Accolade's diamond Geyser

Accolade is launching three varietal wines under its Geyser Peak Californian wine brand, which have been specifically developed for the UK consumer’s palate.

The UK’s biggest wine supplier spotted a gap in the market for Californian wines in the £6-£9 bracket and bought Geyser Peak from Ascentia Wine Estate last June. It has subsequently sold the Geyser Peak Winery to Francis Ford Coppola Winery but retained ownership of the brand.

Geyser Peak exports 20,000 cases a year to the likes of Germany, China and Japan, and has previously been on UK shelves.

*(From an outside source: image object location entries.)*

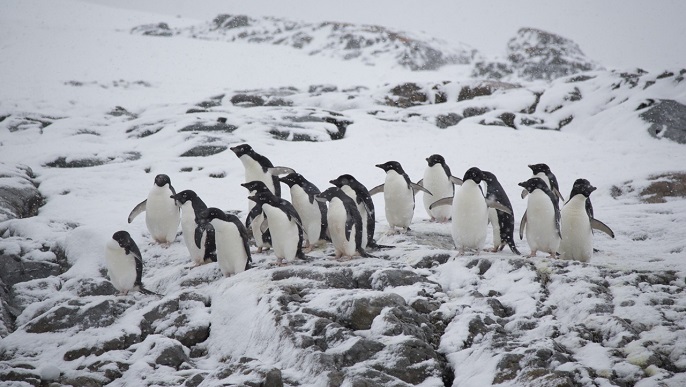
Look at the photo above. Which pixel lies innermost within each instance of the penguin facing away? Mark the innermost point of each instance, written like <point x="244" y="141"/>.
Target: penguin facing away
<point x="542" y="218"/>
<point x="577" y="224"/>
<point x="284" y="224"/>
<point x="124" y="263"/>
<point x="255" y="218"/>
<point x="191" y="208"/>
<point x="470" y="212"/>
<point x="399" y="193"/>
<point x="359" y="193"/>
<point x="438" y="180"/>
<point x="502" y="222"/>
<point x="230" y="241"/>
<point x="161" y="211"/>
<point x="313" y="213"/>
<point x="345" y="223"/>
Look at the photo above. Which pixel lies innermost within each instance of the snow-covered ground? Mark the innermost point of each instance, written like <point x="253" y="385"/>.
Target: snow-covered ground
<point x="72" y="62"/>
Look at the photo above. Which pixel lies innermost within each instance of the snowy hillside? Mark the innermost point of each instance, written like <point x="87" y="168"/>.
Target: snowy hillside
<point x="94" y="107"/>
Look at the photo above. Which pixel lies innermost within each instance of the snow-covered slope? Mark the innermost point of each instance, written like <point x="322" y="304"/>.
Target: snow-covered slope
<point x="91" y="113"/>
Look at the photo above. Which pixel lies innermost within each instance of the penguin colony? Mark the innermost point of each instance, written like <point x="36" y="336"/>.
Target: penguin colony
<point x="348" y="221"/>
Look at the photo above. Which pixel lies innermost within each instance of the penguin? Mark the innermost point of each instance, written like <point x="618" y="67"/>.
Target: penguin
<point x="577" y="223"/>
<point x="263" y="238"/>
<point x="257" y="168"/>
<point x="359" y="193"/>
<point x="312" y="212"/>
<point x="399" y="194"/>
<point x="124" y="263"/>
<point x="438" y="180"/>
<point x="229" y="240"/>
<point x="502" y="222"/>
<point x="284" y="224"/>
<point x="470" y="212"/>
<point x="161" y="211"/>
<point x="191" y="208"/>
<point x="345" y="223"/>
<point x="542" y="218"/>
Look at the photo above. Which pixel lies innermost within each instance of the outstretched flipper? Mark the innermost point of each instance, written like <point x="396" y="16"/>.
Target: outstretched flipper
<point x="140" y="208"/>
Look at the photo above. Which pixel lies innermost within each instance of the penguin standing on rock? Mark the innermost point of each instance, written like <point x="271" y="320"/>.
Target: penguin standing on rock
<point x="124" y="263"/>
<point x="399" y="193"/>
<point x="502" y="222"/>
<point x="161" y="211"/>
<point x="577" y="223"/>
<point x="191" y="208"/>
<point x="284" y="224"/>
<point x="345" y="223"/>
<point x="312" y="212"/>
<point x="229" y="242"/>
<point x="542" y="218"/>
<point x="359" y="193"/>
<point x="438" y="180"/>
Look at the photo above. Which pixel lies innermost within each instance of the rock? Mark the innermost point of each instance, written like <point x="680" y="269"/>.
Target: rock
<point x="667" y="119"/>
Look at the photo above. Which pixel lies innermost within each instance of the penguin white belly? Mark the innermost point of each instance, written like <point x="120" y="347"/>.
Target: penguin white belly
<point x="121" y="268"/>
<point x="336" y="218"/>
<point x="399" y="201"/>
<point x="440" y="186"/>
<point x="577" y="236"/>
<point x="541" y="233"/>
<point x="188" y="231"/>
<point x="493" y="218"/>
<point x="231" y="255"/>
<point x="161" y="215"/>
<point x="284" y="233"/>
<point x="470" y="217"/>
<point x="309" y="213"/>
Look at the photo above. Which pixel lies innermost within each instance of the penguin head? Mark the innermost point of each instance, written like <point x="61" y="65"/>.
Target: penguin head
<point x="243" y="149"/>
<point x="435" y="159"/>
<point x="532" y="184"/>
<point x="161" y="180"/>
<point x="474" y="174"/>
<point x="538" y="168"/>
<point x="583" y="187"/>
<point x="292" y="179"/>
<point x="255" y="186"/>
<point x="391" y="166"/>
<point x="184" y="196"/>
<point x="122" y="238"/>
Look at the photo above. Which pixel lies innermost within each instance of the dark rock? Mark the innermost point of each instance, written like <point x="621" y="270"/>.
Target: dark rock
<point x="204" y="150"/>
<point x="447" y="120"/>
<point x="667" y="119"/>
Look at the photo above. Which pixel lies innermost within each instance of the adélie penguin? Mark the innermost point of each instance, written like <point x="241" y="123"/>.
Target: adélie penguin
<point x="229" y="240"/>
<point x="284" y="225"/>
<point x="124" y="263"/>
<point x="542" y="218"/>
<point x="312" y="212"/>
<point x="441" y="183"/>
<point x="161" y="211"/>
<point x="191" y="209"/>
<point x="577" y="224"/>
<point x="344" y="222"/>
<point x="360" y="194"/>
<point x="399" y="193"/>
<point x="501" y="221"/>
<point x="470" y="212"/>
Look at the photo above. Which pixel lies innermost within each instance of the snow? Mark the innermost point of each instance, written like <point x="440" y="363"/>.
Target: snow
<point x="77" y="60"/>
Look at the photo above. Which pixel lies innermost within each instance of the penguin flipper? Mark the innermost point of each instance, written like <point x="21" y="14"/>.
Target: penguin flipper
<point x="600" y="226"/>
<point x="494" y="204"/>
<point x="376" y="190"/>
<point x="441" y="202"/>
<point x="456" y="180"/>
<point x="522" y="225"/>
<point x="137" y="210"/>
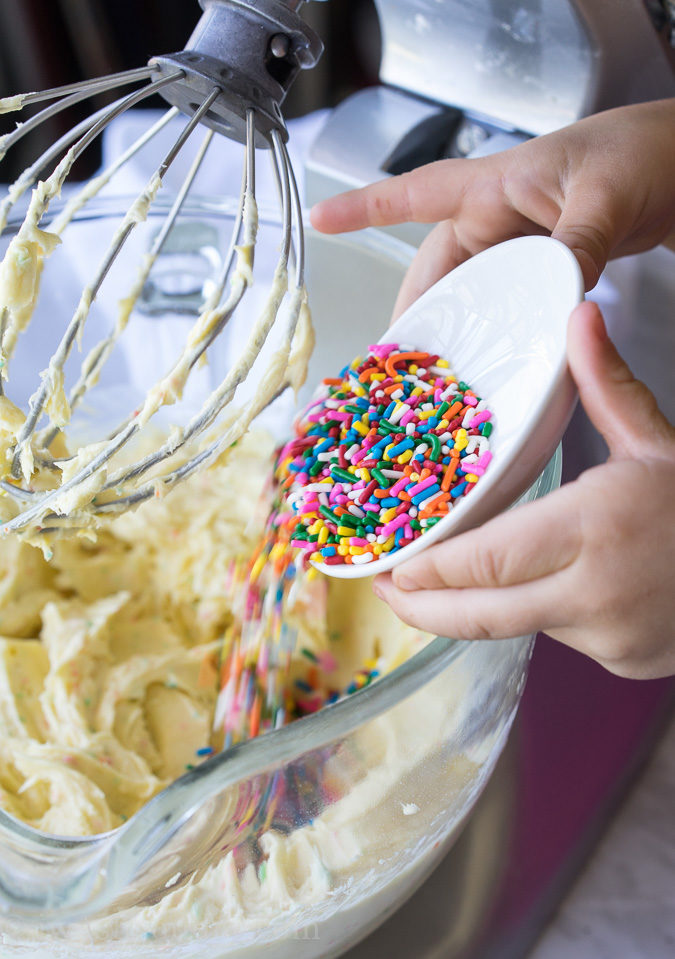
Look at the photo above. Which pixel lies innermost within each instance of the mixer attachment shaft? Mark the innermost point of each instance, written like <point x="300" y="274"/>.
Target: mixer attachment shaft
<point x="231" y="78"/>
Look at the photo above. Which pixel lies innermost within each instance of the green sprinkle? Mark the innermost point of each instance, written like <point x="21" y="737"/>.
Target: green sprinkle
<point x="338" y="473"/>
<point x="331" y="517"/>
<point x="380" y="477"/>
<point x="435" y="446"/>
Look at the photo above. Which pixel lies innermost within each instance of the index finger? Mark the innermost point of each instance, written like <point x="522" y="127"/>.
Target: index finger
<point x="526" y="543"/>
<point x="430" y="193"/>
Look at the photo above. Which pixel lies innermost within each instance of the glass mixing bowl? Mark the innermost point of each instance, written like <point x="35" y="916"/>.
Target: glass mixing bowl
<point x="305" y="839"/>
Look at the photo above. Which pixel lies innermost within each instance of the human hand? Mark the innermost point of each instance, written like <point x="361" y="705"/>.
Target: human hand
<point x="592" y="563"/>
<point x="603" y="186"/>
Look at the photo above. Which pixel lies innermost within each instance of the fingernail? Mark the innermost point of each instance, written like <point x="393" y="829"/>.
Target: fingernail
<point x="405" y="582"/>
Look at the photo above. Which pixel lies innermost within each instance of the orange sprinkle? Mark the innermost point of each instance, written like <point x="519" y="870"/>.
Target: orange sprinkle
<point x="255" y="715"/>
<point x="449" y="474"/>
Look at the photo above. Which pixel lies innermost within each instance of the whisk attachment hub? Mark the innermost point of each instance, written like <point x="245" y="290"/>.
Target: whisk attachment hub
<point x="252" y="50"/>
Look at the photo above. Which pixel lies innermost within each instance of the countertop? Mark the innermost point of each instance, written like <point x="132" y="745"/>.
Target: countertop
<point x="621" y="906"/>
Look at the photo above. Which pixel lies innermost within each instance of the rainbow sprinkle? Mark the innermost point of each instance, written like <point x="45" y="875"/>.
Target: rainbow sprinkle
<point x="390" y="446"/>
<point x="393" y="443"/>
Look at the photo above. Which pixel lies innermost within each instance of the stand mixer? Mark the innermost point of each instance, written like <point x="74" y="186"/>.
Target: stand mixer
<point x="404" y="128"/>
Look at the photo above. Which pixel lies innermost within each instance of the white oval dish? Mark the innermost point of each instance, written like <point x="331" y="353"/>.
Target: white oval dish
<point x="500" y="319"/>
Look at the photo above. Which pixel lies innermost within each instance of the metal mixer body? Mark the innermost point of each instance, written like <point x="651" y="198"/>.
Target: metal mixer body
<point x="466" y="78"/>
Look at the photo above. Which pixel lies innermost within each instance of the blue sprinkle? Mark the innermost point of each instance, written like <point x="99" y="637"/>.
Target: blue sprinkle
<point x="426" y="494"/>
<point x="323" y="447"/>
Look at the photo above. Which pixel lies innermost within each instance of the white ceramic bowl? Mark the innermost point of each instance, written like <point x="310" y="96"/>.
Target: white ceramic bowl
<point x="500" y="319"/>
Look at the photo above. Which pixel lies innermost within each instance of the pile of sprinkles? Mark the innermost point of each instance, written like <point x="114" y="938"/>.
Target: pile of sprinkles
<point x="392" y="444"/>
<point x="387" y="449"/>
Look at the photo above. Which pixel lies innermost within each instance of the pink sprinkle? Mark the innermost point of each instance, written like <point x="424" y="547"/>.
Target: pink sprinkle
<point x="418" y="487"/>
<point x="480" y="418"/>
<point x="399" y="485"/>
<point x="358" y="456"/>
<point x="383" y="349"/>
<point x="392" y="526"/>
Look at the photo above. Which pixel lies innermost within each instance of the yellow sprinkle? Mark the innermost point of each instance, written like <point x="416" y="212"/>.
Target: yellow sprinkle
<point x="257" y="568"/>
<point x="461" y="440"/>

For the relaunch, Accolade general manager Paul Schaafsma wanted to bring something “different, relevant and customer focused” to shelves.

Accolade sent its winemaker, Barry Dick, to the Golden State to work with Geyser Peak director of winemaking Ondine Chattan and create something unique for the UK.

Chattan said: “This new tier has never been made before and will only be exported to the UK. We found the UK consumer is looking for higher acidity, lower sugar and less oak.”

Geyser Peak is a geothermal area in California with steaming geysers and volcanic soil, and it was formerly a place where people would go to convalesce.

The brand is starting with a UK take on Geyser Peak Sauvignon Blanc – its biggest US seller with 137,000 cases annually – as well as a Chardonnay and a Merlot, which are expected to hit domestic retailers’ shelves in June or July.

They are already available in World Duty Free with an rrp of £8.99.

In January 2014 a Pinot Noir, Cabernet Sauvignon and Pinot Grigio will follow. 

Schaafsma said: “You have got entry-level – Echo Falls, Blossom Hill, Gallo – and then premium. There is a hole in the market. We are not just duplicating something that exists. We expect listings with major retailers for it.”

He went on to stress his confidence in the UK wine market, adding: “We are absolutely committed to the UK market and one of the best-placed companies to cater to the UK market. We are growing and we are positive about 2013 and 2014.

“We want to become a one-stop shop. If you just have one country you have the problems with exchange rates. If you are not packing in the UK you can’t meet a certain price point. As other people fall by the wayside we are there to scoop up the opportunities and be a solid, dependable supplier.”